Teacher and students in garden
Ready to Launch
Through a Walton Family Foundation planning grant, Trinity to launch new school incubator and fellowship program

Trinity University has been awarded a $429,000 planning grant from the Walton Family Foundation, Inc. to help spur innovation and collaboration across area public and charter schools.

The planning grant, according to former education chair and Murchison Professor of Practice Shari Albright ’83, ’86 will go towards the design and creation of a new school incubator and principal fellowship program. This program will bring world-class design training and support for innovative school designs and executive training for principals to support the launch of the new schools.

“This is part of Trinity’s DNA,” Albright says. “We’ve always held hands with our area school districts—some for 30 years—and this planning grant will help us continue to be an intellectual resource for area innovation and educational development.”

The Walton Family Foundation, based in Arkansas, is a national nonprofit dedicated to improving K-12 education, along with tackling tough social and environmental problems.

The planning grant will be managed through Trinity’s Center for Educational Leadership by a coalition of select Trinity faculty and a design team of local and national educators. This team will be charged with designing and creating a new school incubator and fellowship program by January 2019. This fellowship program will focus on creating innovative school designs for the 21st century.

Albright says the Walton Family Foundation planning grant will spur creativity in new school designs.

“We’ve moved to a really exciting moment in educational development,” Albright notes. “Now, it is becoming commonplace for districts and charter schools to plan for new schools that are opening and to not do that in isolation, but to be part of a community of practice.”

That sense of community, Albright continues, depends on open collaboration between public and charter systems.

“This is an opportunity for all folks to come together, and there’s rich opportunity in having our traditional school district folks talking to our charter folks,” Albright says. “There are so many more commonalities between all these groups than there are differences, and we’re all grappling with many of the same challenges: serving a diverse student body, serving them all, and serving them well.”

Albright noted that Trinity has always supported area educators from all three sectors through its nationally accredited Department of Education, which offers graduate programs in Master of Education in School Leadership, Master of Arts in Teaching, and Master of Arts in School Psychology.

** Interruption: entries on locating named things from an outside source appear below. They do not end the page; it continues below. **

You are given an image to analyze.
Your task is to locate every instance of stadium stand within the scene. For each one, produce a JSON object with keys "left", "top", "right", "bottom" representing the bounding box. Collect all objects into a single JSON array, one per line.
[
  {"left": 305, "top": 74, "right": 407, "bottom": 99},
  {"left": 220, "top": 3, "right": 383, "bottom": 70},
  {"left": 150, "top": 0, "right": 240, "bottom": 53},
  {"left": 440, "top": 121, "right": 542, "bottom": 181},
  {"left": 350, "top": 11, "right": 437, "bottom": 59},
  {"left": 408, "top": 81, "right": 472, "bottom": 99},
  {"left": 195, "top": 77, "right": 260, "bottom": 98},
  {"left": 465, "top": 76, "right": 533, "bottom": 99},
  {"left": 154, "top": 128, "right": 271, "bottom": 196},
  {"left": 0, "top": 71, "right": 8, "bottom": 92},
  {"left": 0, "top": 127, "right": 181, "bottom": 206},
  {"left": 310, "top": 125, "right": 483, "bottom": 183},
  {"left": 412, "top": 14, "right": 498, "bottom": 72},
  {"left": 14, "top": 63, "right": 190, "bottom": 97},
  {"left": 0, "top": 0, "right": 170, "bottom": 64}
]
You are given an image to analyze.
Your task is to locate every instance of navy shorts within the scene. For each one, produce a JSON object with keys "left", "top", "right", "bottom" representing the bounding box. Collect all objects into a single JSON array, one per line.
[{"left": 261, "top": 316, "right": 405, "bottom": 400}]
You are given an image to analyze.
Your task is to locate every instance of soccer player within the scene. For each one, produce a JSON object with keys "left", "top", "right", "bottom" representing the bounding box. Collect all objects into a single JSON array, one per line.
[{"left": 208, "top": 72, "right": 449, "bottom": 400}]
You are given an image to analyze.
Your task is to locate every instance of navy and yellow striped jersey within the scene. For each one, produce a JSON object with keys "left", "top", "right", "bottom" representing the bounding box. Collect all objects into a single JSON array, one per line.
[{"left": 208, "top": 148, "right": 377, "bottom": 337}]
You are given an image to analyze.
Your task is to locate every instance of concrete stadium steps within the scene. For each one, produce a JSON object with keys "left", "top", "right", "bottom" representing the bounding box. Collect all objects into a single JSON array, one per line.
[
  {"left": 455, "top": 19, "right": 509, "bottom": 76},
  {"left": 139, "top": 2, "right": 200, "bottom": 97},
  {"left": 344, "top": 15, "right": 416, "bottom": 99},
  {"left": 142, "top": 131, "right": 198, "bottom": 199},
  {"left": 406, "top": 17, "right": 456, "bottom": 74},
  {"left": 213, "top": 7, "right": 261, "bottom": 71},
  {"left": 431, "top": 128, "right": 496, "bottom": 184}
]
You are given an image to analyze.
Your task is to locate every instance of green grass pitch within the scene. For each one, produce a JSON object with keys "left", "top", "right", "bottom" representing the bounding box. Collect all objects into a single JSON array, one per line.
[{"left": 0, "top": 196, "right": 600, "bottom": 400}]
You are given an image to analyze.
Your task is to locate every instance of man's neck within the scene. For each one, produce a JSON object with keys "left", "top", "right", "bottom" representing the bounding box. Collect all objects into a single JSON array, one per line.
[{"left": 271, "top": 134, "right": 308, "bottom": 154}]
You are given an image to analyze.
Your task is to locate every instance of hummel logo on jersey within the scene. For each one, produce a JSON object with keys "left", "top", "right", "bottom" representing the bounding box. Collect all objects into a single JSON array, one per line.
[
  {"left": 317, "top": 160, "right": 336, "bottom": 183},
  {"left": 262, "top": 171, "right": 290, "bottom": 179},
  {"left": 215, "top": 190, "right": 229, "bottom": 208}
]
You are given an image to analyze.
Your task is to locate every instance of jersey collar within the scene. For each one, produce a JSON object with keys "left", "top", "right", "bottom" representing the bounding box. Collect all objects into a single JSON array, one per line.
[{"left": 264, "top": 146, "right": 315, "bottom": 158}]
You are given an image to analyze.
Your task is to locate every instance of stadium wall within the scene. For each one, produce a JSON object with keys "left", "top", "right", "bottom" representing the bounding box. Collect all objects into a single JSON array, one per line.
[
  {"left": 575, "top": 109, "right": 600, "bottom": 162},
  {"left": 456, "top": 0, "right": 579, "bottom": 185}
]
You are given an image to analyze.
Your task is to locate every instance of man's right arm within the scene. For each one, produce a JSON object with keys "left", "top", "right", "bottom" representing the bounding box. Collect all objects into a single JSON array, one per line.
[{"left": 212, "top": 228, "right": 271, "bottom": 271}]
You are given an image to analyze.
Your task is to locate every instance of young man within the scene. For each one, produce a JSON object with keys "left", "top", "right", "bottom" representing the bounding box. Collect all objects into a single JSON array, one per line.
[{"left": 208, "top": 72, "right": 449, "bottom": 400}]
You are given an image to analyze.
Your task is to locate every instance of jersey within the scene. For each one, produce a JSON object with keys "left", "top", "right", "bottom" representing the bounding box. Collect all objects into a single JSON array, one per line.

“At Trinity, we’re lifelong learners,” Albright says. “We’ve always believed that the best way to prepare the next generation of teachers, principals, and other educators is to be out learning in the real world in our schools.”

Lamar Elementary students garden with principal Brian Sparks ’04, ’05, ’11. Trinity engages schools like Lamar through professional development programs.

While Albright is leaving Trinity in July to serve as president for the Raise Your Hand Texas Education Foundation—a statewide nonprofit that identifies and pilots promising ideas to improve public education, and supports the conditions and public policies needed to scale proven approaches to benefit all Texas students — she will continue on with the University part-time specifically to support this Walton-supported initiative.  

Trinity University has a longstanding practice of forging deep bonds with area educational institutions, including the shared creation of the Advanced Learning Academy with San Antonio ISD, and the development of professional development school partnerships with Lamar Elementary School in San Antonio ISD and Lee High School, the International School of the Americas, STEM, and Jackson Middle School, all in North East ISD.

“These partnerships are part of our belief system about how higher education and school systems should collaborate with one another,” Albright says. “For Trinity, the generous planning grant from the Walton Family Foundation represents a next step on that trajectory.”

Jeremiah Gerlach is the brand journalist for Trinity University Strategic Communications and Marketing.